App verschlüsselt WeChat-Nachrichten

Das chinesische Start-up LeakZero bietet in China ein Tool an, mit der Nutzer WeChat-Nachrichten verschlüsselt versenden können. LeakZero ermöglicht es Nutzern auch, im Internet anonym zu surfen und Passwörter zu schützen. Die App besitzt kein Backdoor-Programm und kann weder ermitteln, wer seine Nutzer sind, noch wie viele es sind. Um die App zu nutzen, generieren Nutzer zunächst einen zufälligen Namen als ID. Öffnen sie danach WeChat, wird sie von LeakZero überlagert und die Nachrichten werden verschlüsselt. Um sie zu entschlüsseln, muss der Empfänger ebenfalls LeakZero installiert haben.

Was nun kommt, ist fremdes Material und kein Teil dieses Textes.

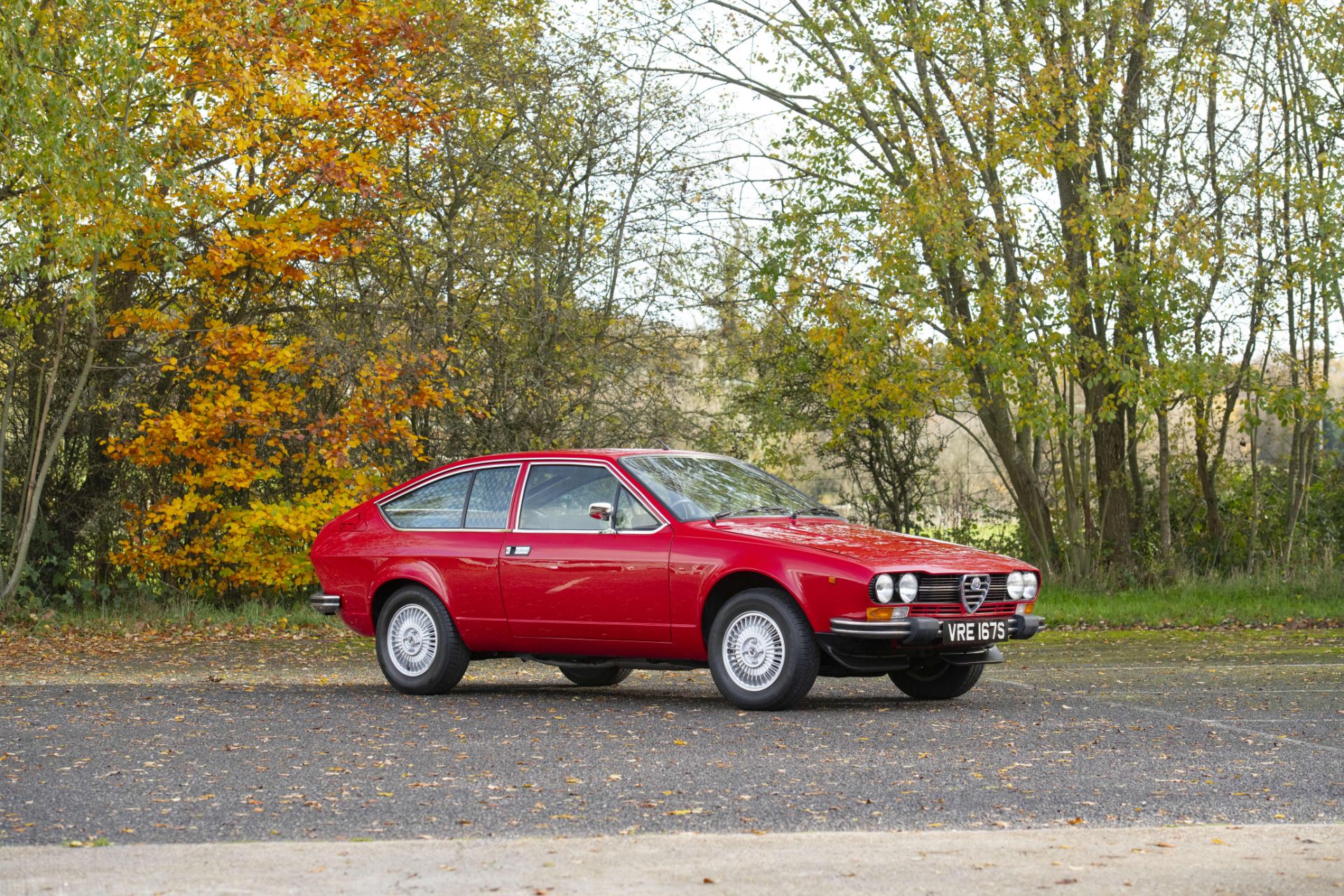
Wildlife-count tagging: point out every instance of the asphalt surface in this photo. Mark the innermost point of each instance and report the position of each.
(269, 742)
(1172, 862)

Empathie-Sensoren für Autofahrer

Das britische Technologieunternehmen Sensum hat eine Sensortechnologie auf den Markt gebracht, die Emotionen von Fahrern in Echtzeit aus Körper-, Gesichts- und Sprachdaten ableitet. Mit dem Synsis Empathic Technology Developer Kit sollen Hersteller von Automobilen und Simulatoren menschliche Gefühle messen und darauf reagieren können. Das Kit erkennt zum Beispiel, ob der Fahrer abgelenkt oder müde ist, bevor es sich in seinem Fahrstil niederschlägt. Neben den Sicherheitsvorteilen sollen empathische Fahrzeugtechnologien künftig auch personalisierte Unterhaltung und Services bieten.